BI History

An early reference to non-business intelligence occurs in Sun Tzu's The Art of War. Sun Tzu claims that to succeed in war, one should have full knowledge of one's own strengths and weaknesses and full knowledge of one's enemy's strengths and weaknesses. Lack of either one might result in defeat. A certain school of thought draws parallels between the challenges in business and those of war, specifically:

* collecting data
* discerning patterns and meaning in the data (generating information)
* responding to the resultant information

Prior to the start of the Information Age in the late 20th century, businesses sometimes took the trouble to struggle to collect data from non-automated sources. Businesses then lacked the computing resources to properly analyze the data, and often made commercial decisions primarily on the basis of intuition.

As businesses started automating more and more systems, more and more data became available. However, collection remained a challenge due to a lack of infrastructure for data exchange or to incompatibilities between systems. Reports on the data gathered sometimes took months to generate. Such reports allowed informed long-term strategic decision-making. However, short-term tactical decision-making continued to rely on intuition.

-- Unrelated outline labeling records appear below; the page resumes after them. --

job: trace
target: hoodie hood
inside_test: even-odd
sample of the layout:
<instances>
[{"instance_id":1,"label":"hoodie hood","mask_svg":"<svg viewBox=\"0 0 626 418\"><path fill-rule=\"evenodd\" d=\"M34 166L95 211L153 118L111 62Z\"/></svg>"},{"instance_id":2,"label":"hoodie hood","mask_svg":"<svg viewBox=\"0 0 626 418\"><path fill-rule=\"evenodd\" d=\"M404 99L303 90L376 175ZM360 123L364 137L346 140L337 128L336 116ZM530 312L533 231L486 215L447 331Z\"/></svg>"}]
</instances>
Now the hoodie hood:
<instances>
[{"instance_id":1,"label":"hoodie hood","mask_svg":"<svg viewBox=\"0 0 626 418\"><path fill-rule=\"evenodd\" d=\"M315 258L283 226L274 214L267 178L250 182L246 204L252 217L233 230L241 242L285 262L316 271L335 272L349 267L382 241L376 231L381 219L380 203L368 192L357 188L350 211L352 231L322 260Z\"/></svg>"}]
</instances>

In modern businesses, increasing standards, automation, and technologies have led to vast amounts of data becoming available. Data warehouse technologies have set up repositories to store this data. Improved ETL and even recently Enterprise Application Integration tools have increased the speedy collecting of data. OLAP reporting technologies have allowed faster generation of new reports which analyze the data. Business intelligence has now become the art of sieving through large amounts of data, extracting information and turning that information into actionable knowledge.

In 1989 Howard Dresner, a Research Fellow at Gartner Group popularized "BI" as a umbrella term to describe a set of concepts and methods to improve business decision-making by using fact-based support systems. Dresner left Gartner in 2005 and joined Hyperion Solutions as its Chief Strategy Officer.